BACKGROUND: Several environmental and lifestyle factors have been associated with multiple sclerosis (MS) risk, including some pharmacological treatments. We systematically reviewed the literature on prescription drug exposure and MS risk. METHODS: Six databases were searched for original observational studies reporting drug exposure and MS risk published before 2017. RESULTS: Thirteen articles fulfilled inclusion criteria. Exposure to neither amiloride nor valproic acid was associated with MS (adjusted hazard ratio (adj.HR = 1.34;95% CI:0.81-2.20; adj.HR = 1.30;95%CI:0.44-3.80, respectively). Four studies explored oral contraceptive exposure and reported no association with MS; while a single study found an increased risk (odds ratio [adj.OR] = 1.52;95%CI:1.21-1.91). While penicillin exposure was associated with reduced risk of developing MS (adj.OR = 0.5;95%CI:0.3-0.9), a later study observed an elevated risk for penicillin (adj.OR = 1.21;95%CI:1.10-1.27) and all antibiotics (adj.OR = 1.41;95%CI:1.29-1.53), which was potentially attributed to underlying infection. Anti-tumor necrosis factor-alpha (TNFα) was not associated with MS risk in persons with inflammatory bowel disease (standard morbidity ratio = 4.2;95%CI:0.1-23.0) and arthritis (standardized incidence ratio = 1.38;95%CI:0.69-2.77); however, men exposed to anti-TNFα who also had arthritis and individuals with ankylosing spondylitis were at an increased risk (standardized incidence ratios = 3.91;95%CI:1.47-10.42 and 3.48;95%CI:1.45-8.37, respectively).
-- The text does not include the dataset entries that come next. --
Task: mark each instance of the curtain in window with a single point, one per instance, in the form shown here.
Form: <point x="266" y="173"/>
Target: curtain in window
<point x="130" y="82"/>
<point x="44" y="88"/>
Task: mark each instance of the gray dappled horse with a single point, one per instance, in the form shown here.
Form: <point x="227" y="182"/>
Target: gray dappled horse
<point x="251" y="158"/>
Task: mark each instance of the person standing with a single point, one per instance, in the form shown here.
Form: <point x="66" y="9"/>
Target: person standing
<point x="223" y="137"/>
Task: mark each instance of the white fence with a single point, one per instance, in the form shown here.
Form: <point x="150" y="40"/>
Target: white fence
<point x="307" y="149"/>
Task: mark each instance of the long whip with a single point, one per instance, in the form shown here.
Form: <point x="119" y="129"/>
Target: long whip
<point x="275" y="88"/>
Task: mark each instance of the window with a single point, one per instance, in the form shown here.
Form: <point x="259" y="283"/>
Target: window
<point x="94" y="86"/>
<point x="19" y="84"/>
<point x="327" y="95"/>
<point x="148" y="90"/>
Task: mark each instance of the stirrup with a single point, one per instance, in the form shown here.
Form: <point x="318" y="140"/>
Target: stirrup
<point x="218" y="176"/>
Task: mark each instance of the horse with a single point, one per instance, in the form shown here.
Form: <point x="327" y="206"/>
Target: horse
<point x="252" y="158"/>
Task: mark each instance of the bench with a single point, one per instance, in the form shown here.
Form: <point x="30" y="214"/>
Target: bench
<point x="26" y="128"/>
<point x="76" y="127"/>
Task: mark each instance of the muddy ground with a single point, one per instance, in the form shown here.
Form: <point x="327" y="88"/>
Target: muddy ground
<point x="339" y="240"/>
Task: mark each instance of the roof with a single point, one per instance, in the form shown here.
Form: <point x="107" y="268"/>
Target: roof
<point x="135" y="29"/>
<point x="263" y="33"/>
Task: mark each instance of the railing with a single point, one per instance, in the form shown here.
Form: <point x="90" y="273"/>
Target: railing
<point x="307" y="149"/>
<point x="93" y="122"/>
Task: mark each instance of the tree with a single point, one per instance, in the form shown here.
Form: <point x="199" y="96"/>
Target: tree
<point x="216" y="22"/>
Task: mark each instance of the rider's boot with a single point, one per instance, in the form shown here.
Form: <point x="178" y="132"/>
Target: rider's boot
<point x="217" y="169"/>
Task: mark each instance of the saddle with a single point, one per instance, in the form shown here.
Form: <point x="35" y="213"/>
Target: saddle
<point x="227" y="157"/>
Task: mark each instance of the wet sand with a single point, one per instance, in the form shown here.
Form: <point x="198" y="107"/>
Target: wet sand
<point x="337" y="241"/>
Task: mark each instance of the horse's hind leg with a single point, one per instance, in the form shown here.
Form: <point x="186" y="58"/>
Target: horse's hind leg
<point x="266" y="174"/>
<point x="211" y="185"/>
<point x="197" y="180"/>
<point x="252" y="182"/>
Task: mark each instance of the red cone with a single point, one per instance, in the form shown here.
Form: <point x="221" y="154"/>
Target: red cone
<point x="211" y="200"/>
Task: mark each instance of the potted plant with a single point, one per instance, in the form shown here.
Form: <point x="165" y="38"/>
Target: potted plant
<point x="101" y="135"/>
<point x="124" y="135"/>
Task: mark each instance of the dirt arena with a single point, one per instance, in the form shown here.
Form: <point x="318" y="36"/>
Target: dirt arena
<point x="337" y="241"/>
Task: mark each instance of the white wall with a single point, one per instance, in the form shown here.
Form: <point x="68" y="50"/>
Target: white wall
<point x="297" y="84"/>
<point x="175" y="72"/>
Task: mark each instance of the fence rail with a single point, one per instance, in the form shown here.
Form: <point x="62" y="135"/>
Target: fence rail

A reduced risk of MS was observed with exposure to the beta2-adrenergic agonist fenoterol (adj.OR = 0.58;95%CI:0.45-0.76), and the sedating histamine 1-receptor antagonists (adj.OR = 0.2;95%CI:0.1-0.8), but not the non-sedating equivalent (adj.OR = 0.8;95%CI:0.4-1.6). CONCLUSIONS: The suggestion that some drugs may prevent MS is intriguing and warrants further study. In addition, further pharmacovigilance is needed to assess the safety of anti-TNFα drugs in specific populations in the context of MS risk.